Now, recognising the red phone box as clearly “a British cultural icon'' that some communities would “very much like to keep'', BT has proposed a solution to the dilemma: Local councils can adopt-a-kiosk for $700 a year.

They can have BT maintain their local red box either as a working phone or simply as “street art''.

Local councils are paying up and those that aren't are increasingly finding themselves under pressure from local residents to “Save Our Red Kiosk!''

Not far from Wright's home in South Wales lies the town of Llanfrechfa. Local councillor Margaret Pead's living room is buzzing with conversation.

Local residents speak passionately over the clink of teacups about saving the 50-year-old phone box nearby. “It's a local landmark,'' says Pead, who wants her council to sign up for “Adopt-a-Kiosk''.

“Everything's changing. Old inns are becoming new restaurants, great oak trees are being pulled down or having their branches cut off and now old red phone boxes are being uprooted. We want to keep something that feels familiar,'' she says.

So is this a nostalgia-driven campaign, underpinned by a desire to hold back the tide of mobile phone-enabled change? “No!'' they reply in unison. “We all have mobile phones.''

“We like modern things,'' says Paul Wellington, who also works for the local council. “But why can't we preserve old iconic things, too?''

Historical bond

The red phone box is intimately bound up with modern British history. Its look and feel have changed dramatically over the years.

The first box-style public pay phone — the K1 (Kiosk 1) — was unveiled in 1921. It was white with bight red window frames.

In 1923, the General Post Office launched a competition to find a new design: The winning entry came from architect Giles Gilbert Scott, whose K2 was red with 18 small glass windows.

However, K2 was too expensive to mass-produce, so Scott designed a cheaper K3 — which was installed across Britain from 1929.

More experiments followed. Then came the most famous red phone box: the K6, also known as “the Jubilee kiosk'' because it was introduced in 1936, the year of King George V's silver jubilee.

Some of these original K6s still stand; other, recently installed ones are based on the K6 design.

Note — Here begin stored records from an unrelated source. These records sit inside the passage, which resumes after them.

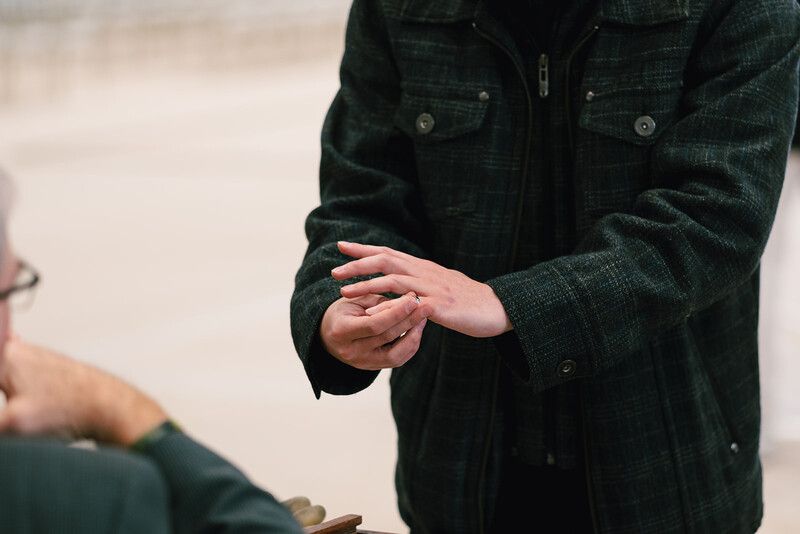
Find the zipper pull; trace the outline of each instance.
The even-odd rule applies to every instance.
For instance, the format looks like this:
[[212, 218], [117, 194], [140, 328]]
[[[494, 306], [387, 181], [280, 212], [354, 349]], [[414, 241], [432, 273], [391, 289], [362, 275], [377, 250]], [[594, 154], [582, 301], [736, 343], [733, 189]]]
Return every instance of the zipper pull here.
[[539, 56], [539, 96], [547, 98], [550, 94], [550, 58], [547, 54]]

It is this red phone box which, as one writer on British icons puts it, “felt like another world entirely. ... The phone box was a place.''

Maybe that explains why people are paying up to $7,000 for the decommissioned ones and turning them into mini-greenhouses or very compact offices in which to work in peace and quiet.

“The red phone box is more than a phone box,'' Pead says. “It is a little bit of Britain.''

Says Andrew Calcutt of the University of East London, an expert on British culture and iconography: “Every yearning for yesteryear says something about where we are today.''

He suggests that in an era when communication is “continuous and alienating'', it is becoming attractive to defend an era when we “only had the opportunity to communicate at specific times and in fixed spaces — as in a phone box.

That's why, he says, the red phone box is “stirring up passions''.